Most teams that adopt infrastructure as code follow the same trajectory: they start by translating their existing setup into configuration files, feel good about the reproducibility, and then gradually accumulate a codebase that becomes harder to change than the manual processes it replaced.
This post is about avoiding that outcome.
The Problem with “It Works”#
When infrastructure as code is done poorly, it exhibits specific failure modes:
- Drift between what the code describes and what actually exists in the cloud, usually caused by manual changes made during incidents
- Sprawl as the codebase grows without consistent structure, making it hard to find things or understand dependencies
- Fear of change because nobody is confident what a modification will actually do
- Long feedback loops because running a plan or apply takes ten minutes and touches too many resources at once
These aren’t tool problems. They’re process and structure problems that any IaC tool can develop.
State is the Hard Part#
The central challenge in infrastructure as code is state management. Your IaC tool maintains a record of what it believes exists in the world. When that record diverges from reality, things break in confusing ways.
A few practices that help:
Lock state during applies. If two engineers run applies simultaneously against the same state, the results are unpredictable. Remote state backends with locking prevent this.
Store state remotely, not locally. Local state files get lost, go stale, and can’t be shared. Remote backends with versioning give you a safety net.
Import before you write. If you’re codifying existing infrastructure, import resources into state before writing the configuration. Writing the config first leads to duplicated resources.

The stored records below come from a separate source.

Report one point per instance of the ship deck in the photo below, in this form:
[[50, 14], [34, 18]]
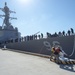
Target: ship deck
[[14, 63]]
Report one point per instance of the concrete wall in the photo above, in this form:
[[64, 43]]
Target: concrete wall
[[43, 46]]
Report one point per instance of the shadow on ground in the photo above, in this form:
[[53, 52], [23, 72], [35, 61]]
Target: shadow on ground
[[69, 67]]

Treat state corruption seriously. If your state file is corrupted or severely drifted, stop and fix it before making any other changes. Applying on top of bad state compounds the problem.
Module Design#
Modules are the primary unit of reuse in most IaC tools. They’re also where most complexity lives, for better and worse.
A well-designed module:
- Has a single, clear purpose
- Exposes inputs for everything that legitimately varies between uses
- Hides implementation details that callers shouldn’t need to know about
- Is versioned so that callers can upgrade deliberately
A poorly designed module:
- Does too many things and accumulates unrelated resources over time
- Exposes every input, making callers deal with details they don’t care about
- Has implicit dependencies that aren’t expressed in the interface
- Is modified in place, breaking callers unexpectedly
The right granularity is usually “one module per logical component” — a database, a service, a network — rather than “one module per resource type” or “one module for everything.”

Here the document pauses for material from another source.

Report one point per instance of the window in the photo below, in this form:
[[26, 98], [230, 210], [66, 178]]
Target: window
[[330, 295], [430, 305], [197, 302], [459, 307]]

Testing Infrastructure Code#
Infrastructure code is harder to test than application code because side effects are the point. You can’t meaningfully test a VPC configuration without creating a VPC.
That said, several layers of testing are worth implementing:
Static analysis catches formatting issues, deprecated syntax, and common mistakes without touching the cloud. This should run on every commit and be fast.

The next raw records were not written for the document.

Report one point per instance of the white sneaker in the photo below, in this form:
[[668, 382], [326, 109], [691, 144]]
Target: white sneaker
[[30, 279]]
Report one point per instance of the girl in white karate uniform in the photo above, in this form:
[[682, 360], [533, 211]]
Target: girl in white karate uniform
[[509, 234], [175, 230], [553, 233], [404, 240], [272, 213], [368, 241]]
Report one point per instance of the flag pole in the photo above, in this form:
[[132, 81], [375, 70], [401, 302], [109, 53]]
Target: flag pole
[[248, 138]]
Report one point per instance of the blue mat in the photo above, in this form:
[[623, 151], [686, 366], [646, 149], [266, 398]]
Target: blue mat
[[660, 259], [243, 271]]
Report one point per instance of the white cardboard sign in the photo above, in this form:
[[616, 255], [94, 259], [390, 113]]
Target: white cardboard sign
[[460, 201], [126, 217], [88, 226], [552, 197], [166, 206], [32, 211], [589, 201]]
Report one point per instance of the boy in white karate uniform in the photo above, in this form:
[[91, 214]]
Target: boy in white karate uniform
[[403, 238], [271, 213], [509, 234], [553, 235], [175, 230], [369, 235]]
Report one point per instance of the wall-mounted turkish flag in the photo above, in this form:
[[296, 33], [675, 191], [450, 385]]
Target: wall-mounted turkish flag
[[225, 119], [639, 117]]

Plan validation runs a plan against a real (or ephemeral) environment and asserts on the output. You can check that expected resources will be created, that certain tags are present, that no unexpected destructive changes will occur.
Integration testing actually applies infrastructure and verifies it behaves correctly. This is slow and expensive, so it’s usually reserved for CI on the main branch rather than every pull request.
Compliance scanning checks that resources will be configured according to your security and governance policies before they’re created.
The Pipeline Question#
Infrastructure changes should go through a pipeline, not be applied from an engineer’s laptop. This isn’t just about consistency — it’s about auditability. When something goes wrong, you want to know exactly what was applied, by whom, and when.
A reasonable pipeline:
- Validate and lint on every commit
- Plan on every pull request, with the plan output posted as a comment
- Require approval before applying to production
- Apply in CI, not locally
- Notify on success or failure
The plan-then-apply workflow is particularly important. Engineers reviewing a pull request should see exactly what infrastructure changes will result from merging. Reviewing a diff of configuration files is not the same as reviewing a diff of what will actually change.
Organizational Considerations#
As infrastructure codebases grow, ownership becomes a challenge. A few patterns that help:
Separate repositories by blast radius. Core networking and shared services go in one repository, individual application infrastructure in another. Changes to the network shouldn’t require touching the same codebase as changes to a specific service’s database.
Establish conventions early. Naming conventions, tagging requirements, and module structure are much harder to retrofit than to establish from the start. Write them down and enforce them in CI.
Make the safe path the easy path. If following best practices requires significantly more work than ignoring them, they won’t be followed. Invest in tooling and templates that make the right thing the easy thing.
Infrastructure as code is one of those practices that’s worth doing well. Done poorly, it’s overhead. Done well, it becomes the foundation that everything else is built on.